For the team at public broadcaster KPBS(FM) in San Diego, this past year brought both: a major upgrade to the studio core, and a new transmitter site with better coverage of their target audience.
When KPBS moved in 1994 into its current studio home, the Copley Telecommunications Center on the campus of licensee San Diego State University, it didn’t have to look far to find the consoles it needed for its radio studios.
Pacific Recorders & Engineering was based just up the 5 Freeway in Carlsbad.

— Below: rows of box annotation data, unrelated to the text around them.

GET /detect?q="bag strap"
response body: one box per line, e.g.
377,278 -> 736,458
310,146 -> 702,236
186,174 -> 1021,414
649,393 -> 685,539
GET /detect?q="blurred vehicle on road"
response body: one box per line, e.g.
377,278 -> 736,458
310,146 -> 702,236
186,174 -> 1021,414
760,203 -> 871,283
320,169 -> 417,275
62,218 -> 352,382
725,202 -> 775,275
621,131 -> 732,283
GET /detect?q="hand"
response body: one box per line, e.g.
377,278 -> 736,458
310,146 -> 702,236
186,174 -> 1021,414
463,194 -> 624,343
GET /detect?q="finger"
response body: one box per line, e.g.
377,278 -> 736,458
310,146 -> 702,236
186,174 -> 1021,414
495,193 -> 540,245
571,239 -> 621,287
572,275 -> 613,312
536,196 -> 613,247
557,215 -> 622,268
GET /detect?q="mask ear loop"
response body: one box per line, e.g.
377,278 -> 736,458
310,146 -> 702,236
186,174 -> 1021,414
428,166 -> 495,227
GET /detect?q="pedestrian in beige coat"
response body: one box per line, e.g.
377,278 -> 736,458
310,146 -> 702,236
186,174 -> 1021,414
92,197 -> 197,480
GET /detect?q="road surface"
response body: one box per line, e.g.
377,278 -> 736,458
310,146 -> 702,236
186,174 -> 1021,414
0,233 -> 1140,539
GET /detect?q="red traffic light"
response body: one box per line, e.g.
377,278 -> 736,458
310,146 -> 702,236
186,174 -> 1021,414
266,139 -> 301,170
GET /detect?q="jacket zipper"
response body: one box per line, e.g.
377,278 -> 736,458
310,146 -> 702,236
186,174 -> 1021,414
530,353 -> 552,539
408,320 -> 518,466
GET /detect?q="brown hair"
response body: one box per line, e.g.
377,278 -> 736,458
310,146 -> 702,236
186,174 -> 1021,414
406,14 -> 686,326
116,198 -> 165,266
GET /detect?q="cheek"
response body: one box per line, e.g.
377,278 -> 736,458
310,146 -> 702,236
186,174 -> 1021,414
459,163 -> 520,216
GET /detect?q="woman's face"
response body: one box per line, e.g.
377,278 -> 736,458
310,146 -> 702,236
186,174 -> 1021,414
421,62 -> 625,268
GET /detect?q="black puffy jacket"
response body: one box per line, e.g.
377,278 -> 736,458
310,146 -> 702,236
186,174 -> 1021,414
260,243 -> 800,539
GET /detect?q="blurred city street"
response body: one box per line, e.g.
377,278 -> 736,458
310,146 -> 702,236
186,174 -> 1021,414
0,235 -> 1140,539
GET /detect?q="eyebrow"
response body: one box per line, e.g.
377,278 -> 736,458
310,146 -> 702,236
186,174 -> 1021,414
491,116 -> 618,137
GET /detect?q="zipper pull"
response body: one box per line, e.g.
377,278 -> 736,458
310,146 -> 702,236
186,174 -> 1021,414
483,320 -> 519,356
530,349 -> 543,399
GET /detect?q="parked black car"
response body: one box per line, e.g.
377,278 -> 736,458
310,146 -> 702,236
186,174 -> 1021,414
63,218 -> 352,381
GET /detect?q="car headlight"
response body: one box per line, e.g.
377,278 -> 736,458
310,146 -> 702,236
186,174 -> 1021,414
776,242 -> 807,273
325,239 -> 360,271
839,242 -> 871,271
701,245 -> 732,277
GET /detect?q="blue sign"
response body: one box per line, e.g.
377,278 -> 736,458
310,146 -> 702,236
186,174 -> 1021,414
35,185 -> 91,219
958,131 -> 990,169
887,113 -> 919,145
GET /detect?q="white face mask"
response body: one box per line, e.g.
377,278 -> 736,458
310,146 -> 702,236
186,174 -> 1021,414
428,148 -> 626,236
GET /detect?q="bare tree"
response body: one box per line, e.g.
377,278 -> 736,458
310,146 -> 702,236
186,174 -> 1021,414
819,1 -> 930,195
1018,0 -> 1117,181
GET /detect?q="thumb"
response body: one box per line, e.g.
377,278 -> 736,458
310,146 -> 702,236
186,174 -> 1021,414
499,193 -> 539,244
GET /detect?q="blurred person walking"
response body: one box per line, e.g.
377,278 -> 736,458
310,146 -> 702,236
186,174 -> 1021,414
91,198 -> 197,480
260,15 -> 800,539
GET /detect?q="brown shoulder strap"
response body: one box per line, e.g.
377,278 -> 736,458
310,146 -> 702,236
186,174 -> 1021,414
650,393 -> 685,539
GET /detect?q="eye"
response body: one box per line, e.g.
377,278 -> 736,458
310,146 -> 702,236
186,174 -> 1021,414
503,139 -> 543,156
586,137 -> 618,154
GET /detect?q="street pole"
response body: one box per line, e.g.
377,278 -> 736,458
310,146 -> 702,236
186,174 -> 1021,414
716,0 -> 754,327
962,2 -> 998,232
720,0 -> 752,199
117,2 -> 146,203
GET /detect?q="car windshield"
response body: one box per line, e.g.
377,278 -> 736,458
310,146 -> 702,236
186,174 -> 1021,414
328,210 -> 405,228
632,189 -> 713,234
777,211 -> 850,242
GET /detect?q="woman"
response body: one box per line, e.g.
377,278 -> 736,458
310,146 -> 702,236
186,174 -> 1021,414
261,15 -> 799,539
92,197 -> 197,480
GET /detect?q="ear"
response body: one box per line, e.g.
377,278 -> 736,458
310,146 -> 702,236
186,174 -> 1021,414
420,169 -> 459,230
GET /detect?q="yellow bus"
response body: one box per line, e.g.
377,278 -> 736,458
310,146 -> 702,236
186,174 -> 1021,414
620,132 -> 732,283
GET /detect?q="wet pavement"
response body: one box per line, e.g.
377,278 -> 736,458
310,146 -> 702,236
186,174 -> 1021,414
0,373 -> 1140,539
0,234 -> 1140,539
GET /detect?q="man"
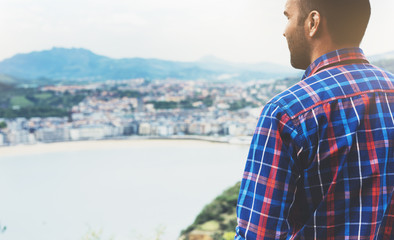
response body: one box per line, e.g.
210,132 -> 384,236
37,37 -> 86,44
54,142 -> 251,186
235,0 -> 394,239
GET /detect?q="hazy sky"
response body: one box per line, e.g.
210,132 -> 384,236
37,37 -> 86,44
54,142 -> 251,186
0,0 -> 394,64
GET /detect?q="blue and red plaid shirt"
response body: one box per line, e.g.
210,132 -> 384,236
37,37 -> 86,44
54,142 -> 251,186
235,48 -> 394,239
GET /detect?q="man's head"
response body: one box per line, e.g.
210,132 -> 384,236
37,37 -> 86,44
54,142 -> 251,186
283,0 -> 371,69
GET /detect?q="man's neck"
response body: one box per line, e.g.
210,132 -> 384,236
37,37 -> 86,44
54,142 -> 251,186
311,43 -> 360,64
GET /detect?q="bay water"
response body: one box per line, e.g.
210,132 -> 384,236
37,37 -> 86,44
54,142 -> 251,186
0,140 -> 248,240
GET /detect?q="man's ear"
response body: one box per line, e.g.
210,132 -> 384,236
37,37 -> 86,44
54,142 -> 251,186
306,10 -> 322,38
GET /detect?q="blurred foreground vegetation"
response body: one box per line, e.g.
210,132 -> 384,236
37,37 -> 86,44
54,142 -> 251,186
181,183 -> 241,240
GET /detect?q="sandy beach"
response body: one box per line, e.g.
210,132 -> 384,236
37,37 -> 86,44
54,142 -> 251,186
0,139 -> 237,157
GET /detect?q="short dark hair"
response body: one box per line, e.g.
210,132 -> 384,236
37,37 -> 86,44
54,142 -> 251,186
298,0 -> 371,45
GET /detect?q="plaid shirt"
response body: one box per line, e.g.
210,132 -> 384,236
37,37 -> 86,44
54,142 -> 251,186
235,48 -> 394,240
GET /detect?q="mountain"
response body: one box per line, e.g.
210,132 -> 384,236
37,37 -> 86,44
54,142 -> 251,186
0,48 -> 295,83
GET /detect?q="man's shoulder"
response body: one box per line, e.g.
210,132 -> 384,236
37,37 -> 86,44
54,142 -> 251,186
268,64 -> 394,118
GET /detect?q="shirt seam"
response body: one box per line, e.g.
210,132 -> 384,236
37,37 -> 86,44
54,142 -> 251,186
290,89 -> 394,119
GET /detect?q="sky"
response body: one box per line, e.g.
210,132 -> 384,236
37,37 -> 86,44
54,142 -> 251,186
0,0 -> 394,65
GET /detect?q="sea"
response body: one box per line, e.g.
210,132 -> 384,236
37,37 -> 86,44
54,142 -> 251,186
0,140 -> 248,240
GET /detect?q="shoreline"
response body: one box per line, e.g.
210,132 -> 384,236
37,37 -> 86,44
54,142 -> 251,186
0,136 -> 251,157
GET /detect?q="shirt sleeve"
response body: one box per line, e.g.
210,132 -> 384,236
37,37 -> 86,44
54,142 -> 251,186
235,104 -> 301,240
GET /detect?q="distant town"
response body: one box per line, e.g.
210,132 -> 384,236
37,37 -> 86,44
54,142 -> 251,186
0,79 -> 294,146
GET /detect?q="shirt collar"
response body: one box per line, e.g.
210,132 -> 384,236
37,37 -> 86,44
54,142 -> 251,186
302,48 -> 368,79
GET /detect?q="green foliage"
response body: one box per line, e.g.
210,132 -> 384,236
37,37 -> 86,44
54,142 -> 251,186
0,88 -> 90,118
181,183 -> 241,236
10,96 -> 34,107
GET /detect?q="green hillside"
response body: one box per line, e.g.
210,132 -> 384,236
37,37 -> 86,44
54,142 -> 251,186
181,183 -> 241,240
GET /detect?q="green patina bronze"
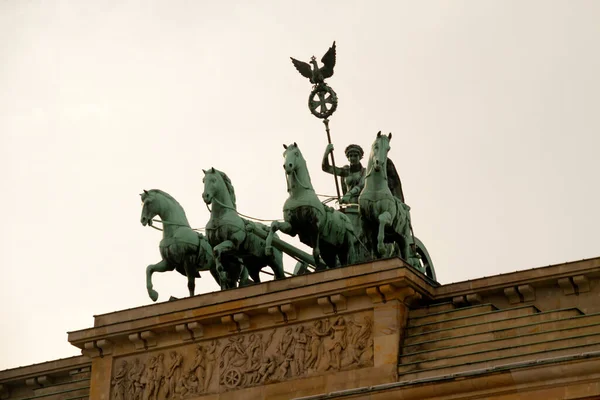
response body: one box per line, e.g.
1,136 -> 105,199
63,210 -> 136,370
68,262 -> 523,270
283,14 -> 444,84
141,42 -> 435,301
358,132 -> 422,269
267,143 -> 355,269
140,189 -> 248,301
321,144 -> 366,204
202,168 -> 284,289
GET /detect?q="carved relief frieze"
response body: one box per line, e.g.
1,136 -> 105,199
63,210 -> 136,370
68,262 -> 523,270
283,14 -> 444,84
111,312 -> 373,400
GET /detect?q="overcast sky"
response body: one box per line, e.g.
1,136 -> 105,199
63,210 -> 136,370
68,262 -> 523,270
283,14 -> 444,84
0,0 -> 600,369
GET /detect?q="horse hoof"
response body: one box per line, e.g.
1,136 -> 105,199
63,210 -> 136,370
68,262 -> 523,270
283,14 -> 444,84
148,289 -> 158,301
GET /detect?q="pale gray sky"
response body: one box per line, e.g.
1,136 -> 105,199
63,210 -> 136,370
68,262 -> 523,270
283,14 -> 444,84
0,0 -> 600,369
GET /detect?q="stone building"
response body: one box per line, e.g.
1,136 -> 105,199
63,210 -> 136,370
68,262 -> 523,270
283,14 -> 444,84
0,258 -> 600,400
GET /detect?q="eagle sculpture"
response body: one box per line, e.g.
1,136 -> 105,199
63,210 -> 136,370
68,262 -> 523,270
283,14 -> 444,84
290,42 -> 335,85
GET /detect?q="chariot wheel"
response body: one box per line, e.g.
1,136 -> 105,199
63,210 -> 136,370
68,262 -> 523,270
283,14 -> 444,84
223,368 -> 242,389
414,237 -> 437,282
308,83 -> 337,119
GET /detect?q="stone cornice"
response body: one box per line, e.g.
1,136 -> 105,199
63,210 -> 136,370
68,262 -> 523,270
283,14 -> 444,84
434,257 -> 600,300
0,356 -> 91,383
69,259 -> 434,350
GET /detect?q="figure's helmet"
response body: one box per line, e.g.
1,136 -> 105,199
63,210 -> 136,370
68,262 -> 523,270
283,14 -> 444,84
344,144 -> 365,158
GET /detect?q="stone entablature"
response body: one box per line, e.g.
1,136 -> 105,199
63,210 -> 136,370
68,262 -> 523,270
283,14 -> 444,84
69,259 -> 432,400
0,258 -> 600,400
0,356 -> 91,400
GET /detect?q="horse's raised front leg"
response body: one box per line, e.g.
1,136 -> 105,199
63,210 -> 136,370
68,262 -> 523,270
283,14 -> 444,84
213,240 -> 235,289
265,221 -> 296,256
377,211 -> 392,257
146,260 -> 175,301
184,261 -> 196,297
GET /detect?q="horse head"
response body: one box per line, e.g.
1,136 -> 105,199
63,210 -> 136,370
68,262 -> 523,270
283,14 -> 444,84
202,168 -> 221,204
370,131 -> 392,172
140,190 -> 160,226
283,142 -> 304,175
202,168 -> 236,208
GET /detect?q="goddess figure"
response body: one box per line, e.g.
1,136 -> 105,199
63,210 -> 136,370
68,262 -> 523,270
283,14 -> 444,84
321,144 -> 366,204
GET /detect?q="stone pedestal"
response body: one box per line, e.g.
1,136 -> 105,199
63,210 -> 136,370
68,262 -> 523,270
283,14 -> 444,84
69,259 -> 434,400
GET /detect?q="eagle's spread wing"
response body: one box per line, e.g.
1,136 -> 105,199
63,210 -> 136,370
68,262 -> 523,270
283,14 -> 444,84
321,42 -> 335,79
290,57 -> 312,80
387,158 -> 405,203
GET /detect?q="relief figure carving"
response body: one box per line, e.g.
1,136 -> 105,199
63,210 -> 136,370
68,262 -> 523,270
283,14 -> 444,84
111,313 -> 373,400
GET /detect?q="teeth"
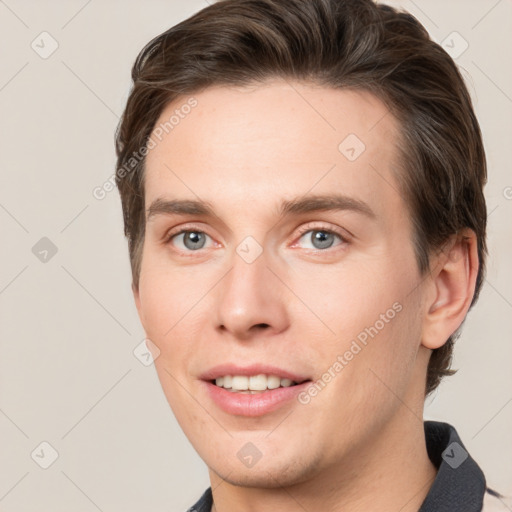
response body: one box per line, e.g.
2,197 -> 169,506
215,373 -> 296,393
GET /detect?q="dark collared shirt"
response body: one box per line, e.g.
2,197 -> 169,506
187,421 -> 501,512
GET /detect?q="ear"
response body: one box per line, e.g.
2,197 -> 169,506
422,229 -> 479,349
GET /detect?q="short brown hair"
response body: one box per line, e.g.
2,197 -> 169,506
116,0 -> 487,394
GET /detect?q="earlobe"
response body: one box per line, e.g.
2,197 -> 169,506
422,229 -> 478,349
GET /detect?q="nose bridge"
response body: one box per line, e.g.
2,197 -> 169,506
216,237 -> 288,339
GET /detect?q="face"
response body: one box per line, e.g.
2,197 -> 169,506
134,81 -> 427,487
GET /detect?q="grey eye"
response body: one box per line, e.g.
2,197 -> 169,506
301,229 -> 341,249
180,231 -> 206,251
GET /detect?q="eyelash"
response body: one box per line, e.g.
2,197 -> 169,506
164,224 -> 348,255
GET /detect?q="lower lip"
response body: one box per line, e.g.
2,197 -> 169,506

Chairman Jack Williams, seeking a local facility where he could show clients the company’s gear in action, donated boards for a studio complex that came to include a main air studio, a performance studio, a talk studio and control room, and a production suite.
Other equipment came over from the cramped studios KPBS radio and TV had occupied elsewhere on the SDSU campus; and some studio furniture was donated by local commercial broadcasters.
The result was a neat line of studios arrayed along both sides of a hallway on the first floor of the KPBS building, and it served the station well for almost two decades.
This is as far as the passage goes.